Implementation and Administration
The first step in implementing a captive is the feasibility study. The feasibility study reviews the nature of the client’s business to determine whether the business has risks that can be insured through a captive. The feasibility study will also explore alternate options for risk management. An analysis is prepared to illustrate the benefits of providing insurance through a captive as opposed to a commercial insurance company. In most cases, the captive will provide significant advantages to the client. RMC will work closely with the client and the client’s advisors to ensure that business goals and insurance needs are met.

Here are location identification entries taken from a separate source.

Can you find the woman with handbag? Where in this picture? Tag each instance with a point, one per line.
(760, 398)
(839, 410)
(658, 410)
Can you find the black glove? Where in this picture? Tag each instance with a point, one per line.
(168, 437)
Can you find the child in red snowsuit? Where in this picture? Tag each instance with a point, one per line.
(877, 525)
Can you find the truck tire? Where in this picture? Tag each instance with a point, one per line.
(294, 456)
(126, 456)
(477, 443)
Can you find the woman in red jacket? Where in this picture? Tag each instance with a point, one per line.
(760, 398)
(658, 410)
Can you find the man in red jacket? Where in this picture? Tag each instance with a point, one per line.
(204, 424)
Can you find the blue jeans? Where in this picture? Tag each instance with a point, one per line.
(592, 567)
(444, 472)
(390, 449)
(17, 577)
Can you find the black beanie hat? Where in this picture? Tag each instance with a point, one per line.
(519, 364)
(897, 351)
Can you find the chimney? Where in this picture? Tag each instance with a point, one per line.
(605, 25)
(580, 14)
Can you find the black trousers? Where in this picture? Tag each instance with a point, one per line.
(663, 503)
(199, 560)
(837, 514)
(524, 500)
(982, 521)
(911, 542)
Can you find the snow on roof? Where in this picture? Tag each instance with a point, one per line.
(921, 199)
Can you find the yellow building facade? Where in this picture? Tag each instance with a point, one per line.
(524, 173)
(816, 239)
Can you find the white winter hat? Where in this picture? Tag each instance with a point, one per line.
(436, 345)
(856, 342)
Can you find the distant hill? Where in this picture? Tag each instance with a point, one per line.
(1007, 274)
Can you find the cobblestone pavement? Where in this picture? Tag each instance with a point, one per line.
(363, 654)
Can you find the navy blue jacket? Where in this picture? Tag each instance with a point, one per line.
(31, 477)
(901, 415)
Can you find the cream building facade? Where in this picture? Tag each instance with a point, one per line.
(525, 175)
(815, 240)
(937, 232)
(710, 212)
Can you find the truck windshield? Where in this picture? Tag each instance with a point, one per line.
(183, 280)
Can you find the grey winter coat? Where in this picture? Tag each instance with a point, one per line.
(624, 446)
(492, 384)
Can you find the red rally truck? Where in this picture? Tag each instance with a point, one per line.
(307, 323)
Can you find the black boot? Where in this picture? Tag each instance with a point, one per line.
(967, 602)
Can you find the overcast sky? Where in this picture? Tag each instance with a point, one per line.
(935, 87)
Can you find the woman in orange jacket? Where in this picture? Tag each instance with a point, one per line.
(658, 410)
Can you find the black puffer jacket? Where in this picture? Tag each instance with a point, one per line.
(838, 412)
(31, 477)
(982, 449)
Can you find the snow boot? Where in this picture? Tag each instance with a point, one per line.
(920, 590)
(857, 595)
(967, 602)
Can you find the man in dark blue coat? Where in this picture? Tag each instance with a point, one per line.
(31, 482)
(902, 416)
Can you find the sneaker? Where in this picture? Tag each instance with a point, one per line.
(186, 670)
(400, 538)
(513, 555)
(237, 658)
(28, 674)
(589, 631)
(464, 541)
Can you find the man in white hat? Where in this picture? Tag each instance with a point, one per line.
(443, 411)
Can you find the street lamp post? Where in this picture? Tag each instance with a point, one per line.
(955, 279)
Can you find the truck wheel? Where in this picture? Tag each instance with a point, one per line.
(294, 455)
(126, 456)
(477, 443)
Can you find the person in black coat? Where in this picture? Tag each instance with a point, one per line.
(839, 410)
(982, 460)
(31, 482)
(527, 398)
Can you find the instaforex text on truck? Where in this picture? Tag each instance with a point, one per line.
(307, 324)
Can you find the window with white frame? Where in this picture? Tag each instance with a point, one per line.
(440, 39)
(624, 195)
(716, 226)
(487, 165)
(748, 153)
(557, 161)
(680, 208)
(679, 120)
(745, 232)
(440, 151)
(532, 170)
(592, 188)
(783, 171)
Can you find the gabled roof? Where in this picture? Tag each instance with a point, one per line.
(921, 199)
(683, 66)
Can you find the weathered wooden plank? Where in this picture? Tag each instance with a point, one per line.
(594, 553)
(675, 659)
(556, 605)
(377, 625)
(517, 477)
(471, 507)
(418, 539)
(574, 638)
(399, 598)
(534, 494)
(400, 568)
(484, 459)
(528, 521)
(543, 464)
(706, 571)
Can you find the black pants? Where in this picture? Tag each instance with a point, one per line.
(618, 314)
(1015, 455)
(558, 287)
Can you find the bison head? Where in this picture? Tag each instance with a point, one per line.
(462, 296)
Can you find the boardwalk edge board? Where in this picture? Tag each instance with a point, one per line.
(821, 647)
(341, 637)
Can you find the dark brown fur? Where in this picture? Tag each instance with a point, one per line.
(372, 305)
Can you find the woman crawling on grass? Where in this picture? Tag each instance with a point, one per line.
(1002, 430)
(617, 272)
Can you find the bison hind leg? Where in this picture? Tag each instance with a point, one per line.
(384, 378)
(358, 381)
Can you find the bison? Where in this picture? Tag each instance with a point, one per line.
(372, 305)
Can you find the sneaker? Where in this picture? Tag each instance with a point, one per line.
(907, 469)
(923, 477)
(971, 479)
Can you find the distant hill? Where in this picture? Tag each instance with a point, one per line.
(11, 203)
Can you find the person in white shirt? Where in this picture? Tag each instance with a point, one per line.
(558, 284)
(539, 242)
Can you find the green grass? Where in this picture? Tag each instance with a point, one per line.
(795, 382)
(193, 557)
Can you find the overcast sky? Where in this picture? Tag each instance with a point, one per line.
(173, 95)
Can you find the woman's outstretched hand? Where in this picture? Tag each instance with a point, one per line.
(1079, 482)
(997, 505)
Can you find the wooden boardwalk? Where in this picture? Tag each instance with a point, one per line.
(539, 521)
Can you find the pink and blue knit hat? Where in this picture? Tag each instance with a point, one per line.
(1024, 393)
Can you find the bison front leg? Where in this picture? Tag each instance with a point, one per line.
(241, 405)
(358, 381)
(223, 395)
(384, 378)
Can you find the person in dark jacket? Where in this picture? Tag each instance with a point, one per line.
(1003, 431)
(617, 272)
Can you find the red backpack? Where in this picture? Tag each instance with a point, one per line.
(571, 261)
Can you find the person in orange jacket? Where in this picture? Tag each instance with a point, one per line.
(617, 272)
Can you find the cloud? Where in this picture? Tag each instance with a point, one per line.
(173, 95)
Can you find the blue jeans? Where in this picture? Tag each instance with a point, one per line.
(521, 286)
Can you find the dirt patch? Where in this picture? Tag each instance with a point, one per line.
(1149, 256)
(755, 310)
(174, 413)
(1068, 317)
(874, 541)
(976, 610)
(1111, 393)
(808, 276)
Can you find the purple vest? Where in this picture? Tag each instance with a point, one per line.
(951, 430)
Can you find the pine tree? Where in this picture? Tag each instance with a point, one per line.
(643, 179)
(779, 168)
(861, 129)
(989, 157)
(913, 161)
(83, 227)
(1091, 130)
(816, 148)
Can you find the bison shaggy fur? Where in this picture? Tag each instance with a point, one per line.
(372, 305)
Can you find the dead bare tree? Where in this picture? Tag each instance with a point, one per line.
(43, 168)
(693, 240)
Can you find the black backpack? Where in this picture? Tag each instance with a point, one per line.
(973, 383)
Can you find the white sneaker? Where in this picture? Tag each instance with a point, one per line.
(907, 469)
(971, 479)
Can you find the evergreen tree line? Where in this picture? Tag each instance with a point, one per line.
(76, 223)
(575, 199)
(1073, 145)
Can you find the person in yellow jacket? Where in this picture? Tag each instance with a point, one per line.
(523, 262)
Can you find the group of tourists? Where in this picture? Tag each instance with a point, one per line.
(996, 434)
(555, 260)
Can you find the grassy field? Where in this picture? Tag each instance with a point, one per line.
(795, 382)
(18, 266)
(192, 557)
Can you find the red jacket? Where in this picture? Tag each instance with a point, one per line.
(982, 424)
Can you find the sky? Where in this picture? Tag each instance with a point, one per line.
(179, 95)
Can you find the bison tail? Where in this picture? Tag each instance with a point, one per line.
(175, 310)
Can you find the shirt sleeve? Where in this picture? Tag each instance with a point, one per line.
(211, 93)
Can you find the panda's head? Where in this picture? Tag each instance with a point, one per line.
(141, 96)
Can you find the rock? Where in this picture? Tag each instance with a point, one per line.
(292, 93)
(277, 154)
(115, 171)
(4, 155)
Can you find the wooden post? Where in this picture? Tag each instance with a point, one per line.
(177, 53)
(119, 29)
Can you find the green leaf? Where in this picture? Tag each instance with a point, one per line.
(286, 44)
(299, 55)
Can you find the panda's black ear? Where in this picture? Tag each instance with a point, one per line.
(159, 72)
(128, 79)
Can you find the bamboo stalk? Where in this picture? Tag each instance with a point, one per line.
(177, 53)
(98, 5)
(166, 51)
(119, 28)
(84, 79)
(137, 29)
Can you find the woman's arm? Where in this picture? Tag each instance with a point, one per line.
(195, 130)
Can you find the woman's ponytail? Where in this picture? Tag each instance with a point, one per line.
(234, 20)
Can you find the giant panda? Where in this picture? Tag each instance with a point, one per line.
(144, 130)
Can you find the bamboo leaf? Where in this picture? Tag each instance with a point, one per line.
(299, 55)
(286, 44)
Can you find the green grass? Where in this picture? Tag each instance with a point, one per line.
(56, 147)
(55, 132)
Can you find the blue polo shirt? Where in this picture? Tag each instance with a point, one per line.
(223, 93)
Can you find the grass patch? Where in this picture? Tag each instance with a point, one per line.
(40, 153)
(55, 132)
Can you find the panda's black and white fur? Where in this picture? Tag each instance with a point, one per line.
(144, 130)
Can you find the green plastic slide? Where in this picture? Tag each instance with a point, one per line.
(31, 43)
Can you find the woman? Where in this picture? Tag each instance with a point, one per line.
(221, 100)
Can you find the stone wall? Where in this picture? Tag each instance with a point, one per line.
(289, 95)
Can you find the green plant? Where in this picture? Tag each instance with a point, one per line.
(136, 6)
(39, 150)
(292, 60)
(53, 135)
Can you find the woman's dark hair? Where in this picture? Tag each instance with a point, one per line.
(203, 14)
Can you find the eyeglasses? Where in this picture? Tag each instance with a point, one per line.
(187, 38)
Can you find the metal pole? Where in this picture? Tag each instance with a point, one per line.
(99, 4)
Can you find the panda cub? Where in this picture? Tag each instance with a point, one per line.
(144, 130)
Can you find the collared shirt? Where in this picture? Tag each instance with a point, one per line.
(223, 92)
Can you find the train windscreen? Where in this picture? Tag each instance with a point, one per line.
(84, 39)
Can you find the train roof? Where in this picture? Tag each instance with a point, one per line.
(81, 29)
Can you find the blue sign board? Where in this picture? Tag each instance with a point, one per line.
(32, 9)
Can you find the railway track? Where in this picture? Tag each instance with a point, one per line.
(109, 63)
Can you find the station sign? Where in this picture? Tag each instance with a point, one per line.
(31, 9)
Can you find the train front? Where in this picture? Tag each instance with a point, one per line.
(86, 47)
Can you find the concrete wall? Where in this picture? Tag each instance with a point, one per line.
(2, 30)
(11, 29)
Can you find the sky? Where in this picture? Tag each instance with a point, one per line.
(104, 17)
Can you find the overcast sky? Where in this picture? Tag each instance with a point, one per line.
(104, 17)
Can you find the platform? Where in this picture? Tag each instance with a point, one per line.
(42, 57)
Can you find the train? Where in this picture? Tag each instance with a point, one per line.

Establishment and Administration
Once the client decides that a captive is a viable solution to the client’s insurance needs, RMC will work with the client to establish the captive. The client needs to select a domicile, and RMC will file the incorporation documentation with the appropriate authority in the domicile. RMC will also prepare and file the application for an insurance license and will work with the insurance department of the captive’s domicile to get the license issued. The client will select the types of coverage to be provided by the captive, and RMC will prepare the insurance contracts for filing with the insurance department. The captive will establish premiums based upon the actuarial study obtained in connection with the feasibility study. The captive will be required to invest premiums in order to maintain its solvency, and RMC will execute those investments at the direction of the captive’s owner. RMC will facilitate reinsurance, where necessary, and will administer the insurance, collect premiums and resolve claims, on behalf of the captive. RMC will meet with the client on an annual basis to review the operation of the captive and to make necessary adjustments in order to comply with laws and the client’s business needs.